If I want others protected from what happened to me, I'm self degrading, making myself a victim.

Serves the cause of people who want to perpetate the evil system of school compulsion and the corrupt system of therapy.

Feeling good is one thing, but when certain people around me arrange certain things, I can hardly pretend I am not a target. No. It is not about the ones who targetted me back then. It is about the ones who target me now.

But why should I count you as one of them? You want to feel good, and f... the rest who are being bullied now, if their option of getting away is actually getting away from the school. They are not you, and they don't make you feel good.

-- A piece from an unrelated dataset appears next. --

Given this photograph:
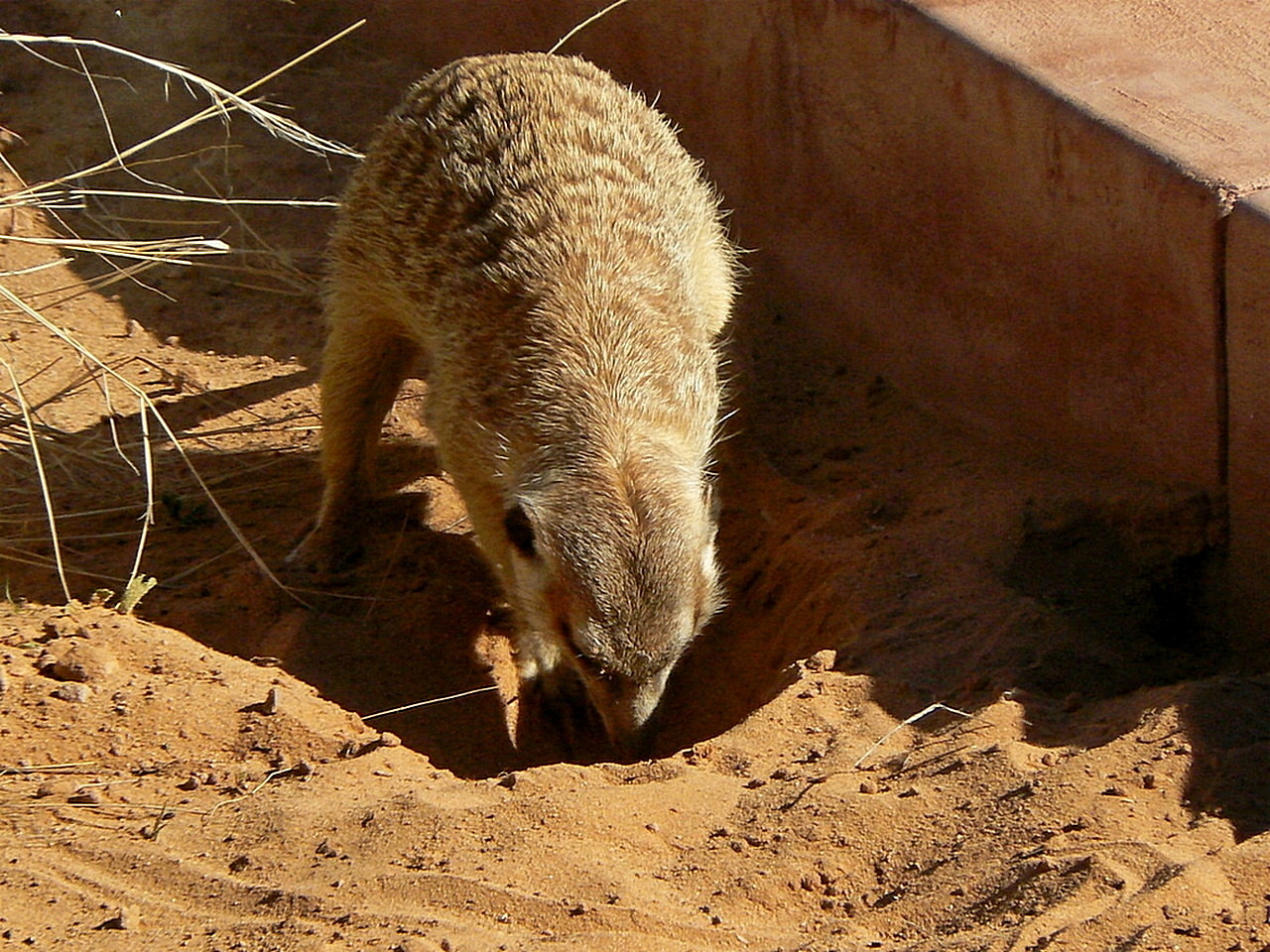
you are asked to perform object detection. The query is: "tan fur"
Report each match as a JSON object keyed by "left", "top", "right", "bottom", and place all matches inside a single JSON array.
[{"left": 298, "top": 55, "right": 733, "bottom": 743}]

For my part, I do sth by writing.

Ni' rassas
@Hans-Georg Lundahl thanks for the laugh mate

Hans-Georg Lundahl
@Ni' rassas Enjoy. You might need it.

Ni' rassas
@Hans-Georg Lundahl Eh, the ocean is thirsty, ya know?

Hans-Georg Lundahl
@Ni' rassas What's that supposed to mean?

Nika
I feel exactly the same! Of course it was awful but I shudder to think what my parents homeschooling would have been like,,,
Ultimately, a lot of parents get children out of a sort of sense of social obligation and even besides outright abusive parents, a lot just aren't prepared to do something teachers study for and get trained for for years.
Homeschooling may work if it's heavily regulated and checked on.
Although the experience of school did do a ton to prepare me for working life (although I've barely started). Especially with school valuing discussion and oral participation a lot, as well as the experience interacting with people I don't necessarily like all that much (not the bullies, just people that aren't my cup of tea) but have to work with regardless.
Even though I was bullied until grade 6, I did make a few very good friends later that I still talk to at times and the positive social experience from that helped me open up more and learn how to interact with people again.

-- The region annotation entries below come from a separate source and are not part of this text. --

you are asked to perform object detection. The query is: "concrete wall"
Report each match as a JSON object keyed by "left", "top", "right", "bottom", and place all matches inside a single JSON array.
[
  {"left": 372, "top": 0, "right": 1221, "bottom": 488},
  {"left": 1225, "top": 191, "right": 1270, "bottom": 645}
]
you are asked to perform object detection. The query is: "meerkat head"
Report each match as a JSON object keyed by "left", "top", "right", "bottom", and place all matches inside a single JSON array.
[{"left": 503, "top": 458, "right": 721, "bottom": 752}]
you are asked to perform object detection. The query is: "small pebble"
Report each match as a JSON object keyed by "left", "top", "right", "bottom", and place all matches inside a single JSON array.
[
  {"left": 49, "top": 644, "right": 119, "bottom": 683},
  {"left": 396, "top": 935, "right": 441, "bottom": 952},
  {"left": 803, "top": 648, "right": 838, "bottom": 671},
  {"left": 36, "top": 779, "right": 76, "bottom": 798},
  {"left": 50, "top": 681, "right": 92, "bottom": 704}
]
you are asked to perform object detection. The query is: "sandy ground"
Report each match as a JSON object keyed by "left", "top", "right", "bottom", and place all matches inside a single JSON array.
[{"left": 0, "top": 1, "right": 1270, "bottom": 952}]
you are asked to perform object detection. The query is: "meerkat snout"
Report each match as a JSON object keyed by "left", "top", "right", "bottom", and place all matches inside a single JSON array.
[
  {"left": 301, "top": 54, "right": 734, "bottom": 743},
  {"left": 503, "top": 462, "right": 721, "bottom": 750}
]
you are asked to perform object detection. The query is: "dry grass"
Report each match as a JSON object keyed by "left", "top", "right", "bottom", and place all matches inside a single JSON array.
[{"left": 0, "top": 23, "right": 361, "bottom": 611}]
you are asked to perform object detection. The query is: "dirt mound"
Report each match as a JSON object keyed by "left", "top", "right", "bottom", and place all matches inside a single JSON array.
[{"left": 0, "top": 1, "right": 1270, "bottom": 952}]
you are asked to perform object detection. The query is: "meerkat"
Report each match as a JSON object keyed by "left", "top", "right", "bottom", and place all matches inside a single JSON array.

The German school system does have a lot of issues, but I think being mandatory for children isn't one of them.

Hans-Georg Lundahl
@Nika " but I shudder to think what my parents homeschooling would have been like,,,"

So, because your parents wouldn't have been good tutors, other children and teens than the one you were should be deprived of homeschooling as well?

"Even though I was bullied until grade 6,"

Wait, you were only bullied as a child, never as a teen?

Nikki H
@Motion in Mind Abuse in childhood does not set up one for life. What a ridiculous comment.